Anna, c’est avant tout un regard, celui de Karina, et à-travers lui, celui de Godard, de ces face-caméras qui resteront (Pierrot le Fou, Alphaville), celui de paupières épaissis d’un mascara noir obscur, le gris-clair d’iris qui adoucit et absorbe, perforant d’amour et de désir, de malice et de grâce. Et c’est de cet éternel regard dont le personnage de Jean-Claude Brialy (Serge) tombera éperdument amoureux, drainant sa vie dans la folie et une quête insensée d’un amour abstrait, uniquement motivé par ce regard sorti de l’argentique de son appareil photographique.
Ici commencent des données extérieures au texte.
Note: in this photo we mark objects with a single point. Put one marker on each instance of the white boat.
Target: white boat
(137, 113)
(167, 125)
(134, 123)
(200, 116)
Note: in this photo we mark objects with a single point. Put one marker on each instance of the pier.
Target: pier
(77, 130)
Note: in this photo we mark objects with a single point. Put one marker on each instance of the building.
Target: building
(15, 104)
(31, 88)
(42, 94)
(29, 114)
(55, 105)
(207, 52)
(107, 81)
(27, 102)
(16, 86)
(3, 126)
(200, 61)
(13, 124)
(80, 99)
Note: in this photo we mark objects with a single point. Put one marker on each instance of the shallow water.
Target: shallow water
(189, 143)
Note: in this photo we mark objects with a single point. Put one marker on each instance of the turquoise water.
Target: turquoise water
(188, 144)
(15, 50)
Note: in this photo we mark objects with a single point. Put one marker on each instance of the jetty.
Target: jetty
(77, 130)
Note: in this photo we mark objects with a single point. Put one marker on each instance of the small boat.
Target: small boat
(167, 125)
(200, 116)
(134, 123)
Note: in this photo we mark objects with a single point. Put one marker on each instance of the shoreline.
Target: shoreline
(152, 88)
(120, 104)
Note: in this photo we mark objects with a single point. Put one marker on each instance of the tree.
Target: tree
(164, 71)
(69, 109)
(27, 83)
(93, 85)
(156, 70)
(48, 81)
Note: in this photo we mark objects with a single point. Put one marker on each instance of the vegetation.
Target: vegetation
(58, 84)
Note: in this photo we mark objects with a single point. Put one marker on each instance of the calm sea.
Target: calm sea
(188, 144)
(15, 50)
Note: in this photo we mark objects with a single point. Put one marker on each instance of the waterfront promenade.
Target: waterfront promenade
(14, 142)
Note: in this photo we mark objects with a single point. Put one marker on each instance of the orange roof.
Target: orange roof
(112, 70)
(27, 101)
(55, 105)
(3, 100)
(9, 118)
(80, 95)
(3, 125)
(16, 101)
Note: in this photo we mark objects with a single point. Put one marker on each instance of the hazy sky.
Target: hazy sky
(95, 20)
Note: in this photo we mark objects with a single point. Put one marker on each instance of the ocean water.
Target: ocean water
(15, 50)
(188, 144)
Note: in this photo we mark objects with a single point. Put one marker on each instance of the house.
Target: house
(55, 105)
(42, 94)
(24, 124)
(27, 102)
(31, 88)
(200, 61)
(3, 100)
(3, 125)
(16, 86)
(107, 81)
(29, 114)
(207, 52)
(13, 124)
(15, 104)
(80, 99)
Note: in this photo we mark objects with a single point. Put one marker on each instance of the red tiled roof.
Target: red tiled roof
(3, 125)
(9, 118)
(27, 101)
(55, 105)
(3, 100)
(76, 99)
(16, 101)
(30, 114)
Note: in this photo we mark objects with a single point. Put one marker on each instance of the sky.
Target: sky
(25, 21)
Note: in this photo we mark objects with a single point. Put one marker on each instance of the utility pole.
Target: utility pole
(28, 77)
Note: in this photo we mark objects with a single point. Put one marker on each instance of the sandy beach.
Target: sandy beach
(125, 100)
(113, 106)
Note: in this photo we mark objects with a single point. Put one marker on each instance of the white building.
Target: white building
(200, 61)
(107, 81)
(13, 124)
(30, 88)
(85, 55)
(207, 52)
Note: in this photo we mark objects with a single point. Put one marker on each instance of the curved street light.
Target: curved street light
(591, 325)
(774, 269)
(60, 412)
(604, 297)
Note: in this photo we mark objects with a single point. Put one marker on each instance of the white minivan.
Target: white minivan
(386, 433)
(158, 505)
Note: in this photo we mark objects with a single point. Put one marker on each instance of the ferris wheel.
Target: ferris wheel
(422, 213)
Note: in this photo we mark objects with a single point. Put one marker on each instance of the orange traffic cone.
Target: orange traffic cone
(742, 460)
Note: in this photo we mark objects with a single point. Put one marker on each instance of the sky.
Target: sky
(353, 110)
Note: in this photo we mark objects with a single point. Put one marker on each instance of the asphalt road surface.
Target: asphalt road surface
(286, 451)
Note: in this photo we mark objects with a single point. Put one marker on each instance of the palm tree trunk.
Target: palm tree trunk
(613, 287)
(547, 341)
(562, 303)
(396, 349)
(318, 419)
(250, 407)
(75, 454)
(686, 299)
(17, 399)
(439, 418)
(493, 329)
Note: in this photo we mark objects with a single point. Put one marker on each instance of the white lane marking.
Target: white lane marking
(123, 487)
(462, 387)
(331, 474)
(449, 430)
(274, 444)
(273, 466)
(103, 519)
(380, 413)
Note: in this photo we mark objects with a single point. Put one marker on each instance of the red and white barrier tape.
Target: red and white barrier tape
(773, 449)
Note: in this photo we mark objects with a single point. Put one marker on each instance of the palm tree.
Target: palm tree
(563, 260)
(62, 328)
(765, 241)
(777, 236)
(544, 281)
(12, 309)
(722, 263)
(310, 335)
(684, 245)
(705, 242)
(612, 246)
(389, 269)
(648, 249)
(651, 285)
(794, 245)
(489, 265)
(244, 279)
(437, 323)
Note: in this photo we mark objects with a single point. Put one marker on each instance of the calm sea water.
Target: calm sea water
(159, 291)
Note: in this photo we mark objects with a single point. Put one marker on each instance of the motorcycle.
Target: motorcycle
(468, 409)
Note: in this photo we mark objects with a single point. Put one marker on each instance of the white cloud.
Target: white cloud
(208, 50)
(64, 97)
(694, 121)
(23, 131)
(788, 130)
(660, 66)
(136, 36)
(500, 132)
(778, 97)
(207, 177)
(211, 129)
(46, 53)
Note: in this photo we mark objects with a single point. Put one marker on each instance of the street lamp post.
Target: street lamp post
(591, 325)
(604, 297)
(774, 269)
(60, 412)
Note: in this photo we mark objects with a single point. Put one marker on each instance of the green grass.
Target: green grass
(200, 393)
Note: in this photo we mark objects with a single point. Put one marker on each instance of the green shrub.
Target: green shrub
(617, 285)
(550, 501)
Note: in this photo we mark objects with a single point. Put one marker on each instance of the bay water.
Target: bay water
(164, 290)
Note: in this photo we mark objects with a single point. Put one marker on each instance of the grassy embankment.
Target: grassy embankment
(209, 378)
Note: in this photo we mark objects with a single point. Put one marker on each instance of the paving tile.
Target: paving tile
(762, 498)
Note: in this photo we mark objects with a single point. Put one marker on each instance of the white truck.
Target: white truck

Anna, c’est aussi une voix singulière, naturelle, parfois faussée, mais d’une poésie à césure, une langueur nostalgique qui accapare chacun des titres composés par Serge Gainsbourg de sa seule comédie musicale jamais écrite. C’est aussi la voix rocailleuse de Serge, golden boy et patron d’une boite de publicité qui a tout pour lui, excepté l’essentiel, l’amour de sa vie qu’il confondra avec le fantasme d’aimer. Il ira même jusqu’à ne pas reconnaître sa prétendue élue, non par inadvertance, mais surtout par mépris de classe.

La pop culture inonde le film de ses couleurs flashy, de ses tenues plastifiées transparentes, les robes sont en rayures « Mondrian », les costumes en velours épais, une hyper-esthétisation d’une vision futuriste d’une société française qui s’imagine encore danser et rêver (le film est sorti sur la première chaine de l’ORTF en 1967). Le film lui-même n’était jamais sorti en salle, et marque l’apogée de la télévision omniprésente, vecteur de starification (cette scène où Serge se fait pourchasser par une horde de jeunes femmes après un spot télévisuel) et eldorado du peuple. Ceux qui la dirige sont déjà caricaturés, des femmes frigides aux lunettes carrées, des hommes qui baragouinent et se vantent de leurs conquêtes féminines (Gainsbourg lui-même en ami de Serge), le tout formant une impression de vide et de complaisance, de goûts douteux, et une critique prémonitoire des dérives futures de l’image reine.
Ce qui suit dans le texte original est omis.